Not since Bush v. Gore, the 2000 decision that handed the presidency to George W. Bush, has the Supreme Court assumed such a direct role in the outcome of a presidential contest.
The sweep of the court’s ruling is likely to be broad. It will probably resolve not only whether Mr. Trump may appear on the Colorado primary ballot, but it will also most likely determine his eligibility to run in the general election and to hold office at all.
The case is just one of several involving or affecting Mr. Trump on the court’s docket or approaching it.
Here’s what else to know:
Thursday’s case arose from a December ruling from the Colorado Supreme Court disqualifying Mr. Trump from the state’s Republican primary ballot based on Section 3 of the 14th Amendment.
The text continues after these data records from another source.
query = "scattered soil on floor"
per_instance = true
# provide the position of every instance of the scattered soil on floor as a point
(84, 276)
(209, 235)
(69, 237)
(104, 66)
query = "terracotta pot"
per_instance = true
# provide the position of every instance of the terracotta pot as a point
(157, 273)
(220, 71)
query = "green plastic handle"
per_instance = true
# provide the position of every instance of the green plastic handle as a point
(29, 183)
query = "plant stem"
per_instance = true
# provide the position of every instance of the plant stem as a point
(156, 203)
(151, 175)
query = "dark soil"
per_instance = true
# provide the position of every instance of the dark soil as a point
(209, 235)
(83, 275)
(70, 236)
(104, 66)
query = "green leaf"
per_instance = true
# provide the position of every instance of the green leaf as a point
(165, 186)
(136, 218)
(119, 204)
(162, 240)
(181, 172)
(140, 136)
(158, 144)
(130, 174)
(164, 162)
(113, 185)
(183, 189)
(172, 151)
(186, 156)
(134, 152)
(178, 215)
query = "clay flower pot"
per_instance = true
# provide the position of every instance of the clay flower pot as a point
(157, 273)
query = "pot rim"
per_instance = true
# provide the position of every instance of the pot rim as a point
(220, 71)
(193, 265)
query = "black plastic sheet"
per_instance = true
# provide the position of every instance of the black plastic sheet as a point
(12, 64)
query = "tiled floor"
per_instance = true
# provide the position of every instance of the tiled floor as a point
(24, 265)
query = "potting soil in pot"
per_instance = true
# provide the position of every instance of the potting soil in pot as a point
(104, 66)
The provision was adopted after the Civil War to bar insurrectionists who had taken an oath to support the Constitution from holding office.
The provision says: “No person shall be a senator or representative in Congress, or elector of president and vice president, or hold any office, civil or military, under the United States, or under any state, who, having previously taken an oath, as a member of Congress, or as an officer of the United States, or as a member of any state legislature, or as an executive or judicial officer of any state, to support the Constitution of the United States, shall have engaged in insurrection or rebellion against the same, or given aid or comfort to the enemies thereof.” It adds, “But Congress may by a vote of two-thirds of each House, remove such disability.”
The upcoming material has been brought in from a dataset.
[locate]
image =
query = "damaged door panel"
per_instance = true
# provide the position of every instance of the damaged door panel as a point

Mr. Trump has attacked the Colorado court’s ruling on at least a half-dozen grounds, though their unifying theme is that the election should be decided by the voters. “The court should put a swift and decisive end to these ballot-disqualification efforts, which threaten to disenfranchise tens of millions of Americans and which promise to unleash chaos and bedlam if other state courts and state officials follow Colorado’s lead and exclude the likely Republican presidential nominee from their ballots,” Mr. Trump’s brief said.
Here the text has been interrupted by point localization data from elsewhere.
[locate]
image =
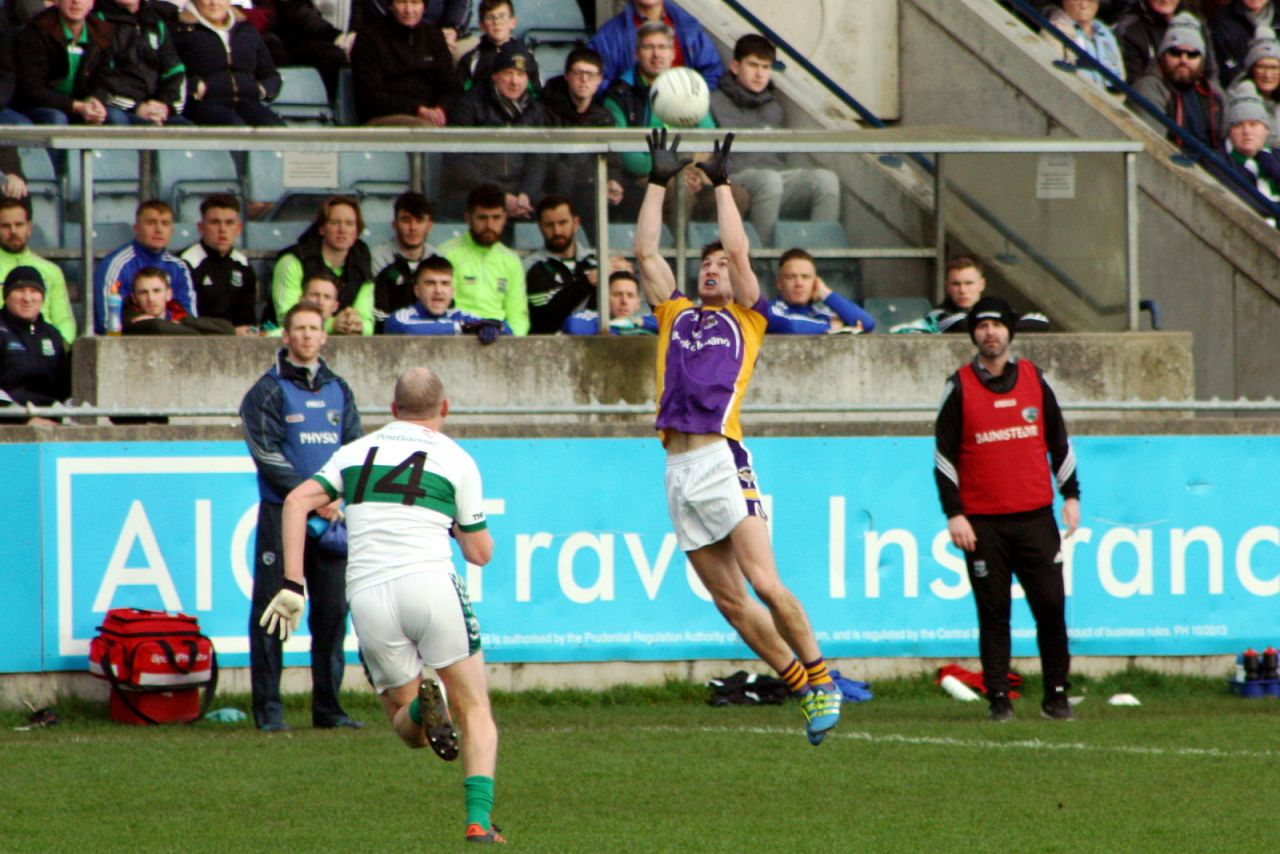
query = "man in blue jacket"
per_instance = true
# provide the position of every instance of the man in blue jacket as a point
(152, 229)
(295, 418)
(616, 40)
The six Colorado voters who prevailed in the case in that state urged the justices not to give in to what they suggested were threats of political violence from a candidate they said had demonstrated a propensity for it. “The thrust of Trump’s position is less legal than it is political,” the voters’ brief said. “He not-so-subtly threatens ‘bedlam’ if he is not on the ballot. But we already saw the ‘bedlam’ Trump unleashed when he was on the ballot and lost.”
Mr. Trump’s primary legal argument in the case, Trump v. Anderson, No. 23-719, is that Section 3 does not apply to himbecause the president is not among the officials covered by the provision. “The president is not an ‘officer of the United States’ as that term is used in the Constitution,” his brief said.
In addition, the brief argued, “Section 3 applies only to those who took an oath to ‘support’ the Constitution of the United States.” But, it continued, “the president swears a different oath set forth in Article II, in which he promises to ‘preserve, protect and defend the Constitution of the United States’ — and in which the word ‘support’ is nowhere to be found.”
Along similar lines, the brief also said that the presidency was not one of the offices from which oath-breaking officials were barred. “To accept the Colorado Supreme Court’s assertion that Section 3 includes the presidency,” the brief said, “one must conclude that the drafters decided to bury the most visible and prominent national office in a catchall term that includes low-ranking military officers, while choosing to explicitly mention presidential electors. This reading defies common sense.”
The brief also said that Section 3 disqualified people subject to it from holding office — not from seeking it. If the candidate were elected, the brief said, Congress could remove that disqualification before the candidate’s term began."